Factors within your control — such as inactivity, obesity and an unhealthy diet — contribute to high LDL cholesterol and low HDL cholesterol. Factors beyond your control may play a role, too. For example, your genetic makeup may keep cells from removing LDL cholesterol from your blood efficiently or cause your liver to produce too much cholesterol.
Factors that may increase your risk of high cholesterol include:
- Poor diet. Eating saturated fat, found in animal products, and trans fats, found in some commercially baked cookies and crackers, can raise your cholesterol level. Foods that are high in cholesterol, such as red meat and full-fat dairy products, will also increase your total cholesterol.
- Obesity. Having a body mass index (BMI) of 30 or greater puts you at risk of high cholesterol.
- Large waist circumference. Your risk increases if you are a man with a waist circumference of at least 40 inches (102 centimeters) or a woman with a waist circumference of at least 35 inches (89 centimeters).

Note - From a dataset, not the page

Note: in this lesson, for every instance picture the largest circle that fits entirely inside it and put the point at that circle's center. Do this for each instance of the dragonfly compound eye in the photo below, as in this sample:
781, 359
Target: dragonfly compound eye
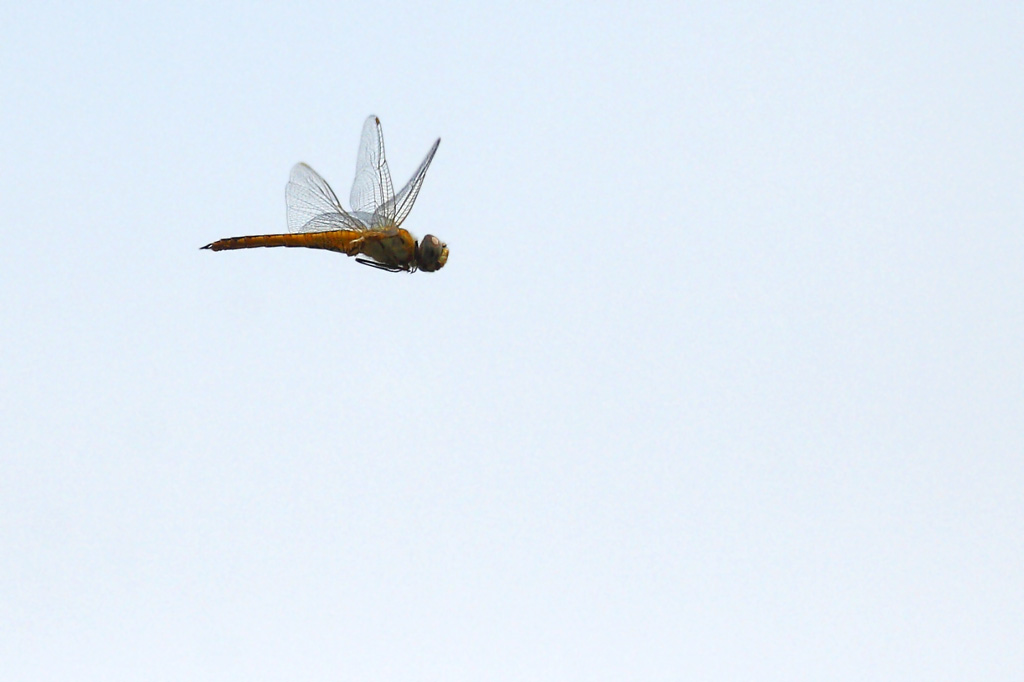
433, 254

- Lack of exercise. Exercise helps boost your body's HDL, or "good," cholesterol while increasing the size of the particles that make up your LDL, or "bad," cholesterol, which makes it less harmful.
- Smoking. Cigarette smoking damages the walls of your blood vessels, making them likely to accumulate fatty deposits. Smoking may also lower your level of HDL, or "good," cholesterol.
- Diabetes. High blood sugar contributes to higher LDL cholesterol and lower HDL cholesterol. High blood sugar also damages the lining of your arteries.
Lifestyle changes such as exercising and eating a healthy diet are the first line of defense against high cholesterol. But, if you've made these important lifestyle changes and your cholesterol levels remain high, your doctor may recommend medication. The specific choice of medication or combination of medications depends on various factors, including your individual risk factors, your age, your current health and possible side effects.